Tandis que l'eau ruisselait sur son crâne lisse, le nain se repassait mentalement les dernières journées. Il avait fait comme il avait pu pour que le réveil d'Eidolon soit le moins abrupt possible, mais il s'était montré maladroit, comme bien souvent. Le nain avait dû lui expliquer dans les grandes lignes pour Tristan et son père, mais visiblement Noreen en savait bien moins qu'eux et les nouvelles l'avaient laissé pantoise. La veille, elle avait fait preuve d'une hargne terrifiante dans la grotte, que le nain n'avait que rarement vu chez elle. Seule l'apparition inattendue du Johnson pouvait rivaliser en termes de surprise, et Splenters avait été un peu peiné de voir que malgré les bons conseils qu'Eidolon avait prodigué à Oggodt sur son professionnalisme, elle était toujours aussi attachée à Jibril, trop pour que ça n'affecte pas entièrement son jugement.
Pourtant, malgré ces quelques bémols, tout semblait finalement se dénouer sans trop d'encombre.

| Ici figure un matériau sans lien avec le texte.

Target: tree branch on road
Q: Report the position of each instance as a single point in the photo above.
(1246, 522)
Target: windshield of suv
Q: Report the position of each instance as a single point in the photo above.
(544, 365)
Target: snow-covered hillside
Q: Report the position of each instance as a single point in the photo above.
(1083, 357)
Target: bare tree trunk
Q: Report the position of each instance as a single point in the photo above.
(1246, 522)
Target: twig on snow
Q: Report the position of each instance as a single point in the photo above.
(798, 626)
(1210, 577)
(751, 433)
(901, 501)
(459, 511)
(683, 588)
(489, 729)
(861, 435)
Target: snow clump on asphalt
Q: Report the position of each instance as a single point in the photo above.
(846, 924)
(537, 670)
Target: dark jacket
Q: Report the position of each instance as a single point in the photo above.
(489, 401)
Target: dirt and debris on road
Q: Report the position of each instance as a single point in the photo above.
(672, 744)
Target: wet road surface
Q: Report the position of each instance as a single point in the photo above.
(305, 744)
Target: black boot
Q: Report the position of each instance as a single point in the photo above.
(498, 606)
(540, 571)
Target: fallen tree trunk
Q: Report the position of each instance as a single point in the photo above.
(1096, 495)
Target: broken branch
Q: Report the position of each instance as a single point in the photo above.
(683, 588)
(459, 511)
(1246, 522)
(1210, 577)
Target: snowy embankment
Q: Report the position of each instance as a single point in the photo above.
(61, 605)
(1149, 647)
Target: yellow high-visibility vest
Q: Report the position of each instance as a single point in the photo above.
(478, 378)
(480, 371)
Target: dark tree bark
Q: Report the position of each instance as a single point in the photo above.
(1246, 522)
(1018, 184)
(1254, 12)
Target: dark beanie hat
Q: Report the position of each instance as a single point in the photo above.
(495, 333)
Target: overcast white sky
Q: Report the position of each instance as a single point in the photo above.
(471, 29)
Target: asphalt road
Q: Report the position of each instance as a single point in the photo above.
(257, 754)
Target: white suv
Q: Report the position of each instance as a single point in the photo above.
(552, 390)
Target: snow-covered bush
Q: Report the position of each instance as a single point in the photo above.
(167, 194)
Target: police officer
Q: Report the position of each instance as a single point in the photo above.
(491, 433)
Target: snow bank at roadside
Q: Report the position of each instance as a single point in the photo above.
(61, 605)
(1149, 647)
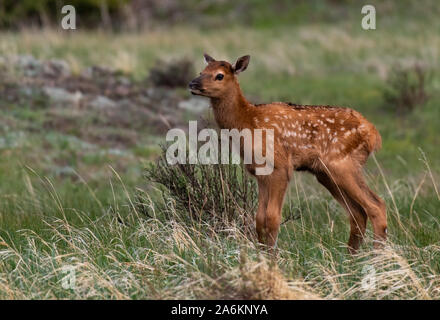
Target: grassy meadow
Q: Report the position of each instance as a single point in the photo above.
(65, 204)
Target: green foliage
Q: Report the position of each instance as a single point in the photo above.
(177, 73)
(217, 194)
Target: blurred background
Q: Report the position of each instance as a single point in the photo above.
(73, 102)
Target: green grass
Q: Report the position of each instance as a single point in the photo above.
(61, 203)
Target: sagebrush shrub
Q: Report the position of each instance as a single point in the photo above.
(221, 195)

Ils allaient devoir patienter quelques jours sous surveillance des O'Dunn avant que le problème Tristan ne soit totalement résorbé, mais personne ne semblait s'opposer proactivement au second départ de Noreen. Le retour au bercail n'était pas si loin. Splenters avait même recommencé à converser activement avec Niddon, même s'il prenait d'extrêmes précautions compte tenu de l'hostilité latente du manoir. Elle semblait plutôt bien aller et avait réitéré sa proposition d'un nouveau dîner, avec suffisamment de sous-entendu pour que même le hacker finisse par entre-apercevoir l'anguille sous la roche.

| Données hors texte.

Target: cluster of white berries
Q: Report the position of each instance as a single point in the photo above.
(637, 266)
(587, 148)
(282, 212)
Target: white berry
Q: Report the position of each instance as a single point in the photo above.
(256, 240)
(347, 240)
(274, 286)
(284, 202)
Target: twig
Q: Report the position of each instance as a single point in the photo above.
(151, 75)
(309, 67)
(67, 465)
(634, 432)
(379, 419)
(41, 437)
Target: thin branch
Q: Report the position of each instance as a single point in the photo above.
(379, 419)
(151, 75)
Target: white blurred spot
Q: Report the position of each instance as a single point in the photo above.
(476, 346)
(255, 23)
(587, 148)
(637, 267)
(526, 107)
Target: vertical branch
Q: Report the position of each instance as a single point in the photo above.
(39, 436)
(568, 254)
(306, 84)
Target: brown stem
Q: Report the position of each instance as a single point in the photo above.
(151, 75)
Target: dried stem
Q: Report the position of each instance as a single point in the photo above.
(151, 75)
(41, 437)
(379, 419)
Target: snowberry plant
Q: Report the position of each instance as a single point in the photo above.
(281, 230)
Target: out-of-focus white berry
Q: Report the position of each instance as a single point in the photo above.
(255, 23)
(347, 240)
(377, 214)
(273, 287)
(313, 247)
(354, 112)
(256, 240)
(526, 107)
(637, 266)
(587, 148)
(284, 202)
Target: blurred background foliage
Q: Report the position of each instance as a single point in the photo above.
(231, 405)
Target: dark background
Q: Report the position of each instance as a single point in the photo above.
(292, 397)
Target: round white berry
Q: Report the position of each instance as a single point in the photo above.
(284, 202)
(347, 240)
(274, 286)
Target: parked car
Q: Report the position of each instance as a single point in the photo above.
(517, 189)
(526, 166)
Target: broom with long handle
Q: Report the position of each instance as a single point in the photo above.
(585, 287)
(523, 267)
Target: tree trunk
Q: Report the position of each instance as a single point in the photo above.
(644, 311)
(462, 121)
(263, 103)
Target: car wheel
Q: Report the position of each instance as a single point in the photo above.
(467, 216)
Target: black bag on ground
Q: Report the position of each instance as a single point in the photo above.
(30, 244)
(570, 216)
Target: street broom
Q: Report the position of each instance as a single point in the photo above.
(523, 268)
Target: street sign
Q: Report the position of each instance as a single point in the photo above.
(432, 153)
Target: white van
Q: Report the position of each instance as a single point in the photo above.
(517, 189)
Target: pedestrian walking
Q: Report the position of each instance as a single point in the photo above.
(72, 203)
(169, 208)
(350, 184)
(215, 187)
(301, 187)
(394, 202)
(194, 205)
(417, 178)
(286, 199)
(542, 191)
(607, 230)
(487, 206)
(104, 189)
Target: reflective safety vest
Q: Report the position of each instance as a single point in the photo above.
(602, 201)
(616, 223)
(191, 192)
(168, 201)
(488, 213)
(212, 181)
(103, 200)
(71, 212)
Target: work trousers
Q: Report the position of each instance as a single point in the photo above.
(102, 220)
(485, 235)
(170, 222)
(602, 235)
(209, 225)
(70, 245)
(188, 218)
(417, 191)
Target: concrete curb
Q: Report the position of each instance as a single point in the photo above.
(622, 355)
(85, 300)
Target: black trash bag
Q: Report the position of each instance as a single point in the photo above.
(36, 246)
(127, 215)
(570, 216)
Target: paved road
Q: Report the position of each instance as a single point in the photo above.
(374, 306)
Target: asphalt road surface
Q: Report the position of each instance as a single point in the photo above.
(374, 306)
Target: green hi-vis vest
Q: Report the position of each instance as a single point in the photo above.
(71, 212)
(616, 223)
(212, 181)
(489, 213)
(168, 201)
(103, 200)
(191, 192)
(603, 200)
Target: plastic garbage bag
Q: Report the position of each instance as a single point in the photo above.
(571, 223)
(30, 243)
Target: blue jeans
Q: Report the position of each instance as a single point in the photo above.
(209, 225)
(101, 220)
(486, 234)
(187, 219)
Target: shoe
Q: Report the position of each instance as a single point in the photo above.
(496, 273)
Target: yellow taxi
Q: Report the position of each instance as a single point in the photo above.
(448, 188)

Il avait également pris le temps de renvoyer un message plus complet à Ralph. “Vérifie la signature matricielle du message. Si tu as toujours le même commlink que je t'ai configuré il y a 4 ans, tu as juste à ouvrir le message et lancer le programme d'analyse. Si tu peux me donner des nouvelles de M'man, je t'en serai gré” était en substance le contenu de la missive. Splenters espérait que l'officier n'avait pas oublié leur procédure de communication. Il lui avait certes expliqué à l'époque comment fonctionnaient les signatures matricielles et comment vérifier que c'était bien lui l'auteur d'un message, mais Ralph avait possiblement oublié avec le temps, ou tout simplement il avait perdu la configuration et la puce de données pour déchiffrer la signature de Splenters. Après tout, ça faisait presque un an qu'il ne l'avait pas recontacté. S'il trouvait le temps une fois en Allemagne, il passerait peut-être le voir. Mais ça, c'était s'il avait le temps.